Hamburg, 19 May 2016. Members of the Container Ship Safety Forum (CSSF) held their first biannual meeting in 2016 from 12th to 13th May in Hamburg at the premises of Hamburg Süd.
The main topic on the agenda was the elaboration of a strategic roadmap for the forum covering the next five years. Besides continuous benchmarking, best practice sharing and identification of specific risk areas on container ships, the agreed strategy includes a long term goal of developing a CSSF standard focusing on Health, Safety, Environmental and Navigational practices for container ships. A working group was established to compile suggestions for an appropriate format and scope of such standard before the next members’ meeting.
Furthermore, the members concluded the final discussions and approved the 2015 CSSF Performance Report. According to the report the CSSF’s Lost Time Injury Frequency (LTIF, as per OCIMF Definitions) for 2015 was 1.38. The performance report also includes data for the members’ performance during Port State Control (PSC) inspections. The average number of deficiencies per PSC Inspection was 1.08 in 2015 for the CSSF members’ vessels.

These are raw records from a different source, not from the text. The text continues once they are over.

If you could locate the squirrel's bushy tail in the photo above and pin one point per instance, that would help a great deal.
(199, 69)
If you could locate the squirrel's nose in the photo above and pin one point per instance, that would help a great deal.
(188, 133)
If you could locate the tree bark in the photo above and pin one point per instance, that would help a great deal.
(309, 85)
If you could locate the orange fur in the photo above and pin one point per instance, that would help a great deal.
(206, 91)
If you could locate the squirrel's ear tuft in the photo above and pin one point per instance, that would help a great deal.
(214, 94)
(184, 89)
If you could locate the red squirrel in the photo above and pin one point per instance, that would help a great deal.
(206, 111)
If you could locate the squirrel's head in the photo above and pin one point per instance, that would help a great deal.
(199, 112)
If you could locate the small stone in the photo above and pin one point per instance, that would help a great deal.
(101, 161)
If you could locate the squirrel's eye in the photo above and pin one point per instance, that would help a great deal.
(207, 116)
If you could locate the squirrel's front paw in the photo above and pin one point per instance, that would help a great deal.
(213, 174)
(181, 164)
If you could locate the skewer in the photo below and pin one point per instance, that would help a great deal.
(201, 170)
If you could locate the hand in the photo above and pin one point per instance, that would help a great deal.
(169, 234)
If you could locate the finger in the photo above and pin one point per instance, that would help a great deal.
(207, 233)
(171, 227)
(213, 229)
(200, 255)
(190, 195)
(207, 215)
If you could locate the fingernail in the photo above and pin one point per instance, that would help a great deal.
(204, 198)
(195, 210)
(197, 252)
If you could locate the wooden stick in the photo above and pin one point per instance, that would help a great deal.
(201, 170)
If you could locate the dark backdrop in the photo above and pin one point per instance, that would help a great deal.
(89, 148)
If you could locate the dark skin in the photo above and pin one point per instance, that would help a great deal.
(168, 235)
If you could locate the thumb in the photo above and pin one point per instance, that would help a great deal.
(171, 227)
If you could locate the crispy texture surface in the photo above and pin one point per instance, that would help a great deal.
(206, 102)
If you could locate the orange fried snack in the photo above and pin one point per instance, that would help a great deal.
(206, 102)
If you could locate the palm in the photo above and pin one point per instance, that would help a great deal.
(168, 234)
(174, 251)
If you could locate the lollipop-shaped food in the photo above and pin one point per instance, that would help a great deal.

P&I Club Skuld Hamburg and the law firm Fleet Hamburg supported the meeting with a lecture on legal implications of communicating “lessons learnt” from incidents. They also hosted a dinner for the CSSF Members after the first meeting day.
The Forum plans to hold its second biannual Members’ Meeting in Limassol (Cyprus) in November 2016 for two days. Traditionally one day will be open for interested representatives from Container Shipping Companies to participate as observers.
Launched in 2014, the Container Ship Safety Forum (CSSF) is a global business-to-business network aiming to improve safety performance and management practices in the container shipping industry. In order to achieve this, CSSF members collaborate through measurement, reporting and benchmarking as well as sharing best practices and engaging with industry stakeholders.
As of January 2016 the CSSF represents one third of the TEU Capacity of the global container ship fleet.